WebGPU: Rendering breaks when scene contains more than 7 lights

I want to add WebGPU support to our existing app. By default, our scenes contain 10 lights. When i add a mesh into the scene, e.g. primitive sphere, the console prints alot of WebGPU warnings and the canvas rendering the scene breaks as shown in the image below.

If I reduce the number of lights to 7, the scene is able to work fine. I’d like to understand what may be contributing to this error. Is the application exceeding the maximum uniform buffers? If so, how come since the scene may have 8 or 9 lights and still trigger this issue.

I tried to reproduce on PG but am not successful. WebGPU works fine with 10 lights in BJS PG. Our app is big and contains post process such as FxaaPostProcess and GlowLayer and custom shaders for gizmos and widgets.
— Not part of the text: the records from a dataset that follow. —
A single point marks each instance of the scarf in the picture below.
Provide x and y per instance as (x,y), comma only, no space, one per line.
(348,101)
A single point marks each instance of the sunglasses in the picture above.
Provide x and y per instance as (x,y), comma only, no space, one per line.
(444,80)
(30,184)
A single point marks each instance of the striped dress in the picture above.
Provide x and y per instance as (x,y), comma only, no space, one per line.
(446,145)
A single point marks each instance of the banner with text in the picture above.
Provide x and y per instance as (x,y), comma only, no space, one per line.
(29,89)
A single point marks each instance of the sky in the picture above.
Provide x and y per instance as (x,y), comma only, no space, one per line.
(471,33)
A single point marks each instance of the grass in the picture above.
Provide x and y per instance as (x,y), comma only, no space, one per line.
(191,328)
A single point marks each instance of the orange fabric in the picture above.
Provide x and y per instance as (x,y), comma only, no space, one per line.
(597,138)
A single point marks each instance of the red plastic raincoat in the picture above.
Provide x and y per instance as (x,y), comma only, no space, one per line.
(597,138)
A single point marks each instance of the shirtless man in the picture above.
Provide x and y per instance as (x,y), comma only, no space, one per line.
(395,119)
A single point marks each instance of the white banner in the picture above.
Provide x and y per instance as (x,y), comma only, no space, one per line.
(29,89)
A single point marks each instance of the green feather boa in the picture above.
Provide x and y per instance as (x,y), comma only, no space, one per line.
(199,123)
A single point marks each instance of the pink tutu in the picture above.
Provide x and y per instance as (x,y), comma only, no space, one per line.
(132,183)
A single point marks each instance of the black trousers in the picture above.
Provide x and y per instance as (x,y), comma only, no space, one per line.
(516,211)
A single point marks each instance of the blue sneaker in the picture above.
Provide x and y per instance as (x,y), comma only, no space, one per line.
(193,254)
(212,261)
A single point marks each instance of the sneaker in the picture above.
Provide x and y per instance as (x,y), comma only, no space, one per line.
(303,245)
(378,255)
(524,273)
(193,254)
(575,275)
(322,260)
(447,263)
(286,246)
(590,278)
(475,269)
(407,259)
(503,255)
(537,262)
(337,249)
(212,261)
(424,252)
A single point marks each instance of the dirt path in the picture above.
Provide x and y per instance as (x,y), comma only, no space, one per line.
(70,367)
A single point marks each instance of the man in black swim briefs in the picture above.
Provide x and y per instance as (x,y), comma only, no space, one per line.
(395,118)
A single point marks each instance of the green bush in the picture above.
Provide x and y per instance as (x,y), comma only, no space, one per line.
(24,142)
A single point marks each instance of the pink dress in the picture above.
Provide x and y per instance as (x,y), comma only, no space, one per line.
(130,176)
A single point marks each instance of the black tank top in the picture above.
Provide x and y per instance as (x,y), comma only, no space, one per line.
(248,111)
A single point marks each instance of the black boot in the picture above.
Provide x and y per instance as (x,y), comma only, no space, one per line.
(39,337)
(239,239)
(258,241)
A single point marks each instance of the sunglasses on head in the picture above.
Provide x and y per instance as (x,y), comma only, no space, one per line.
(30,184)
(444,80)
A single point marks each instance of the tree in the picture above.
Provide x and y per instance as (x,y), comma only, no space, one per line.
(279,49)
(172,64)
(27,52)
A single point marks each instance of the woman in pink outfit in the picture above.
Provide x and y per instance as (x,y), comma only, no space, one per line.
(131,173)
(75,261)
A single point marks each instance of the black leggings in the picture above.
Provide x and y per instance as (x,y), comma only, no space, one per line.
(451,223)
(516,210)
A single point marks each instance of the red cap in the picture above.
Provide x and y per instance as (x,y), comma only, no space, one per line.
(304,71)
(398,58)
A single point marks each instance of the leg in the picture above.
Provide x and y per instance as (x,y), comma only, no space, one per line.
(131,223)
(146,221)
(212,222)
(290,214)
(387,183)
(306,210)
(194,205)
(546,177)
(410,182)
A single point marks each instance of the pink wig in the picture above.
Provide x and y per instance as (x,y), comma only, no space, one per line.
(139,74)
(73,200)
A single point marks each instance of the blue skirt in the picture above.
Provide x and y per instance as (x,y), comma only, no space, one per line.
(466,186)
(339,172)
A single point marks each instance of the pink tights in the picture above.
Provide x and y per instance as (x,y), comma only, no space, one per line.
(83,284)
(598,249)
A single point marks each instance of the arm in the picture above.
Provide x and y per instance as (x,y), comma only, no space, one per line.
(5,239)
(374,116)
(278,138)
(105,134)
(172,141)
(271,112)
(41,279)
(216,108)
I appreciate without a PG it is difficult to provide a solution. For now, i’d be happy to understand more about this error and suggestions for where i can debug and diagnose the cause.


@Evgeni_Popov

Each light in Babylon consumes one uniform buffer, and there’s a limit a vertex/fragment stage can use. It seems it is 12 on your device, as per the error message (it’s also 12 on my GPU according to https://webgpureport.org/). As we also use uniform buffers internally for other purposes (one for scene data, one for material data, one for mesh data, one for “left over” data from the material - maybe I forget some others…), the maximum number of lights you can use is even less than this limit.

At the time, there’s nothing that can be done about it, but there exists some algorithms that can handle lot of lights (hundreds / thousands), and we will see if/how we could integrate them in Babylon in the future.

@Evgeni_Popov I think it could be great to have a function in BabylonJS which counts the number of buffers still available to avoid the crash of the application when using lights improperly.

OK. Noted. What can i do to make sure i don’t encounter this kind of crash for our users? It seems there are many variables at play which means it isn’t as simple as reducing number of lights because more meshes or materials could also trigger this issue with reduced lights.

bvaisman’s suggestion below can be useful. I also suggest an observable/hook to notify soon as when max uniform buffers are reached so that the app can make reductions in lights or meshes or materials to make sure we don’t exceed and break the app.

Note that you can disable ubo support (engine.disableUniformBuffers = true) to increase the number of lights you can use. We are going to add an option (probably in the light constructor) so that you can disable ubo support only for lights and not globally.